Here is a press release from Congressman McKeon’s office:
McKeon, Boxer, and Local Advocates on President Signing Lands Bill into Law
Includes McKeon, Boxer legislation to protect wilderness in Mono, Inyo, and Los Angeles Counties
WASHINGTON, D.C. – U.S. Rep. Howard P. “Buck” McKeon (R-CA) and U.S. Sen. Barbara Boxer (D-CA) today lauded their bill, the Eastern Sierra and Northern San Gabriel Heritage Act, being signed into law by President Obama as part of the omnibus public lands package.
Representative McKeon introduced this bill in the House and Senator Boxer introduced it in the Senate. It will protect almost half a million acres of wilderness in Mono, Inyo, and Los Angeles Counties.
Representative McKeon said, “The Eastern Sierra Northern San Gabriel Mountain Wild Heritage Act designates 470,000 acres of majestic land as wilderness to protect for future generations. It is the product of countless hours of community involvement. Senator Boxer and I worked together and met with virtually every local stakeholder and leader to reach a compromise. This package works because it isn’t Congress telling Californians how to manage the land; it’s our community that asked Congress to approve a land use compromise developed and vetted back home in California.”
Senator Boxer said, “I thank President Obama for signing this important bill, which reflects a lot of bipartisan work and compromise to protect wild and beautiful lands in California. California is defined by its environment and we have preserved some magnificent places for future generations.”
Two local advocates from the 25th Congressional District of California were invited to attend today’s bill signing.
California Field Representative for the Wilderness Society, Sally Miller said, “It was an honor and a thrill to witness the signing of this historic legislation. The thoughts of everyone back at home were with me. The passage of this bill was made possible thanks to the tremendous amount of work from a broad cross-section of the local community and the fantastic leadership of Congressman McKeon and Senator Boxer.”

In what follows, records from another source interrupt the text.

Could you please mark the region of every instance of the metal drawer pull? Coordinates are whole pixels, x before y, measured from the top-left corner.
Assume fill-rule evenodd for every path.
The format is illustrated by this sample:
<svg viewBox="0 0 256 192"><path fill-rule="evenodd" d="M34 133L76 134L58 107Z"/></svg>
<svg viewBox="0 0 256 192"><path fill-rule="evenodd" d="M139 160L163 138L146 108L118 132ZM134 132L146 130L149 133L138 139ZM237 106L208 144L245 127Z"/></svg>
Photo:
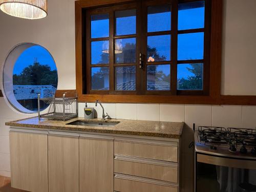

Owner of Alpers Trout Farms in Mono County, Tim Alpers said, “Today was a great day for the people of the United States of America. Some of the most beautiful places on earth that we all treasure will be preserved as they are today for future generations from all over the world. To see support for this bill come together so fast for the President’s signature shows that this bill was the right action to take.”
The Eastern Sierra and Northern San Gabriel Wild Heritage Act will give wilderness designation – the highest level of protection and conservation for federal lands – to 472,007 acres of federal public land in California.
Specifically, the bill designates an additional 432,968 acres of wilderness in Mono and Inyo Counties and establishes nearly 67 miles of the Owens River Headwaters and Amargosa River as Wild and Scenic Rivers. The bill also designates an additional 39,039 acres of wilderness in Los Angeles County, and it establishes more than seven miles of Piru Creek as a Wild and Scenic River. In addition, this legislation strikes that important land use balance and releases over 50,000 acres of Wilderness Study Areas from further consideration as wilderness. Finally it creates the first ever dedicated winter recreation area, 11,000 acres for snowmobile use which will bring much needed tourism to the community of Bridgeport in northern Mono County.
The land protected under the bill includes the White Mountains, America’s largest and highest desert mountain range and the second largest unprotected “roadless” area in the lower 48 states. The Whites are home to the world’s oldest living trees – the ancient Bristlecone Pines – which live almost 5,000 years. It also makes additions to the Hoover Wilderness, a classic High Sierra landscape of deeply carved glacial valleys dotted with tranquil alpine lakes and forests of lodgepole pine. The Amargosa River, which the bill also protects, is the only river flowing into Death Valley, and it sustains biologically rich wetlands.